Systems Performance – Enterprise and the Cloud (2nd Edition)

Systems Performance - Enterprise and the Cloud (2nd Edition)

Welcome to Systems Performance: Enterprise and the Cloud, 2nd Edition! This book is about the performance of operating systems and of applications from the operating system context, and it is written for both enterprise server and cloud computing environments. Much of the material in this book can also aid your analysis of client devices and desktop operating systems. My aim is to help you get the most out of your systems, whatever they are.

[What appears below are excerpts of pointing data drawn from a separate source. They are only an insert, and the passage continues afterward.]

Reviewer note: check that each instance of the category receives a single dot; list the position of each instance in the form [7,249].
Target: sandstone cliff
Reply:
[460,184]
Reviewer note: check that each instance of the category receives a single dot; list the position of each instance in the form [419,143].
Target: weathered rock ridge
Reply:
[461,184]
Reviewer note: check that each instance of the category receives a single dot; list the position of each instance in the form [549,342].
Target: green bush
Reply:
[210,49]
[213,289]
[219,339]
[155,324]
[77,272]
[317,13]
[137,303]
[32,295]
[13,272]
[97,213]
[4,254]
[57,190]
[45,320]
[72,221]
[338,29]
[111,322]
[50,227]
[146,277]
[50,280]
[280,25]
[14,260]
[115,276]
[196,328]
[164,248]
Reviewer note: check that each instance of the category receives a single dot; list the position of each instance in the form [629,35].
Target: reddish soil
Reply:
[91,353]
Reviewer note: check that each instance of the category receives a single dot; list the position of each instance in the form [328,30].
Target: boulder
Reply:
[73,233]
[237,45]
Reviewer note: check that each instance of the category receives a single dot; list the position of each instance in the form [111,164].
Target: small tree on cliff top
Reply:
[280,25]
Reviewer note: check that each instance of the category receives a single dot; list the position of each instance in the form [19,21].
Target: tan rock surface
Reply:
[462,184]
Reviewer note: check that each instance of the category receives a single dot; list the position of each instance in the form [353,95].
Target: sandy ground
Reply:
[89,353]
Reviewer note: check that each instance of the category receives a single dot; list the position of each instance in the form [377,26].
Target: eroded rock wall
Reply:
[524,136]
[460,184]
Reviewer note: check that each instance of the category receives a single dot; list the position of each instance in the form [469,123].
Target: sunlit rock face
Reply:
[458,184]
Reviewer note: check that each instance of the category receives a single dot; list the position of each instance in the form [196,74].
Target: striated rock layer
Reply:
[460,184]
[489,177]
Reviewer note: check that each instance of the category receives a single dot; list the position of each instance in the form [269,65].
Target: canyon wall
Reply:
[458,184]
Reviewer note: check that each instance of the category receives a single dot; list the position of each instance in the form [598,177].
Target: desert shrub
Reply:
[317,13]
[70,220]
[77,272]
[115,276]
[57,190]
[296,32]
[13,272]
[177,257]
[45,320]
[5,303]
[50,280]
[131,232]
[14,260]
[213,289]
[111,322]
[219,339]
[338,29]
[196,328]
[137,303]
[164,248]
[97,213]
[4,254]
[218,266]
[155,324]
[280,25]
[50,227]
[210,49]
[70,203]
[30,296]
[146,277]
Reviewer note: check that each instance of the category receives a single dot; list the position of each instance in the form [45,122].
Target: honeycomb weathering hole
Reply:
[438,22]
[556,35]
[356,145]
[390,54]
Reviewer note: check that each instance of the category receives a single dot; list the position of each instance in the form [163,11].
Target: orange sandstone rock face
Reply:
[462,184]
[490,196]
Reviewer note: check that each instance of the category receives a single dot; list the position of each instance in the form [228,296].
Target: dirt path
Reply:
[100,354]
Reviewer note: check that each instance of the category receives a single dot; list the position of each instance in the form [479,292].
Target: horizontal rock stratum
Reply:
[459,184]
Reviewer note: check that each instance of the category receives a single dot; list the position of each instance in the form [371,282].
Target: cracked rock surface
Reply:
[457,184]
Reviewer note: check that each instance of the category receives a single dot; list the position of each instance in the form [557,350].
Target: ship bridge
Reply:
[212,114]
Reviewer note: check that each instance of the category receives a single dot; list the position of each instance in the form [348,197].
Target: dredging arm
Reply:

When working with application software that is under constant development, you may be tempted to think of operating system performance—where the kernel has been developed and tuned for decades—as a solved problem. It isn’t! The operating system is a complex body of software, managing a variety of ever-changing physical devices with new and different application workloads. The kernels are also in constant development, with features being added to improve the performance of particular workloads, and newly encountered bottlenecks being removed as systems continue to scale. Kernel changes such as the mitigations for the Meltdown vulnerability that were introduced in 2018 can also hurt performance. Analyzing and working to improve the performance of the operating system is an ongoing task that should lead to continual performance improvements. Application performance can also be analyzed from the operating system context to find more clues that might be missed using application-specific tools alone; I’ll cover that here as well.

Operating System Coverage

The main focus of this book is the study of systems performance, using Linux-based operating systems on Intel processors as the primary example. The content is structured to help you study other kernels and processors as well.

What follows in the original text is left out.